Basic Soul Unit
Other Heights has become the beating pulse that taste makers have been placing their collective fingers on since 2010. Entering its third year the Belgian imprint has released an impressive assortment of music ranging from the dubbed out crackles of Mohlao, to the kooky cuts of Kowton and Conforce (under his Mi-24 moniker), to Ghostek’s Burial-esque dubstep/techno. The label has also released two stellar albums in Herbstlaub’s “Per Sonare” - a metamorphosis of Moderat’s dysphoric textures and Pantha Du Prince’s snow covered percussion, as well as Alteria Percepsyne’s unfathomably deep seated masterpiece “Cloaks Of Perception”.

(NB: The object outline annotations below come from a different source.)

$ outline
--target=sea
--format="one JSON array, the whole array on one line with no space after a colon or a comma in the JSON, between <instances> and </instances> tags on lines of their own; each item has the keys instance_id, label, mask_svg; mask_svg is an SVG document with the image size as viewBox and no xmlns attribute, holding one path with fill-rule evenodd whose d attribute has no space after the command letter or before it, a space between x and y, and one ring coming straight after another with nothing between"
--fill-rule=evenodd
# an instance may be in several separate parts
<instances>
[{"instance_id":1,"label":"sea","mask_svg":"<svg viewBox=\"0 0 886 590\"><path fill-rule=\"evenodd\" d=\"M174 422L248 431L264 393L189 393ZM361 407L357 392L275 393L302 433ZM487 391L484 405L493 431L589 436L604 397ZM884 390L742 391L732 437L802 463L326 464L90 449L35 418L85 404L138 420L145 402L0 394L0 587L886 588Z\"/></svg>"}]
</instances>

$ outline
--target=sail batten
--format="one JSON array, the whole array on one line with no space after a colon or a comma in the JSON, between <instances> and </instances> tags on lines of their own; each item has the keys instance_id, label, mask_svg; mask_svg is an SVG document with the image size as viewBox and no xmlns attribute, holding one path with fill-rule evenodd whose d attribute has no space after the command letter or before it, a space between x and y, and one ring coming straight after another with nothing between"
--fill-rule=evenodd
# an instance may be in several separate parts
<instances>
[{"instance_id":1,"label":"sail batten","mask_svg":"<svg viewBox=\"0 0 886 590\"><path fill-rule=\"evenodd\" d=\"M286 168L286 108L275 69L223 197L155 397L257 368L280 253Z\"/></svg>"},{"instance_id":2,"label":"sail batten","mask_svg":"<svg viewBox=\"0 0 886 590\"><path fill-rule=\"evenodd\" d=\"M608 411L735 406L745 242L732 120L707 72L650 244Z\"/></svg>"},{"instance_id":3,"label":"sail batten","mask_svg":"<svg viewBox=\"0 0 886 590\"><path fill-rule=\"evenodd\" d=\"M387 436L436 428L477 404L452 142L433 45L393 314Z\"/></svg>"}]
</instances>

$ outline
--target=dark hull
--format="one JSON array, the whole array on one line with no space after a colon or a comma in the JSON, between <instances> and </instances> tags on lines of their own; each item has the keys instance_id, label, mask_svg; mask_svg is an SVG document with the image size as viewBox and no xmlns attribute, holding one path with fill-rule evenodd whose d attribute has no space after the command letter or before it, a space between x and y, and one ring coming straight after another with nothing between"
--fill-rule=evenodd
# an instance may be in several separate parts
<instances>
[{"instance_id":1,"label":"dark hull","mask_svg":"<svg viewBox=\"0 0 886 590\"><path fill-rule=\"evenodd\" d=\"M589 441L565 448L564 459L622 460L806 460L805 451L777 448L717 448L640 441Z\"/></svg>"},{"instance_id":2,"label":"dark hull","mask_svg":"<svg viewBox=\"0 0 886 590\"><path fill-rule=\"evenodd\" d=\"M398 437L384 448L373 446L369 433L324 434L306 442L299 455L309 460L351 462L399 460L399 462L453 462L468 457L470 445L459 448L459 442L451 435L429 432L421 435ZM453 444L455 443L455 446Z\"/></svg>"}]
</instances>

Basic Soul Unit's “Northern Heights” EP was originally scheduled for a release on Other Heights’ sub label Moody Heights, but due to practical and artistic reasons the sub label has been put on hold. Basic Soul Unit (real name, Stuart Li) is partnered with Russian producer Unbroken Dub who supplies remixes for both BSU tracks. At first “Come On” resembles a druggy version of DJ HMC’s 95 classic “Cum On” - released on the now legendary “Phreakin’ ” EP by Dirty House. Mellow steel drums accompany Li’s chesty kick, clap and snare combo as flanging pads and omnifarious piano stabs unfold over inviting claps. “Come On” then slightly veers off course via a primitive breakdown, where saw wave stabs and booming bass drums build the track back up toward an expected climactic crescendo, only for BSU to dispel any preconceptions of ecstatic white noise swoops and incessant side-chaining, opting to fall back into his original stab happy groove.
Unbroken Dub’s washed out take of “Come On” unites dubby effects and airy textures, held together by tightly programmed drums and hi hats set to a slow attack. Basic Soul Unit opens “Growing Pains” in similar fashion to “Come On” as a thumpy kick and hat compound meets cheeky bass pulses and short synths shots that zig zag around an insidious pad, dropping to a stripped back and acidic work out that will appease many weekend dance floors.
Both producers keep to their known formulas and Unbroken Dub draws on the blue print which made his 2011 Rawax series so impressive. The steadfast pace set by the Russian’s remix to “Growing Pains” offers a hand out to DJs wanting to make the transition from the lighter end of dub techno to the dancier end of deep house, as breezy melodies are pitted against firing motor city percussion in a gracious piece of free flowing mood music.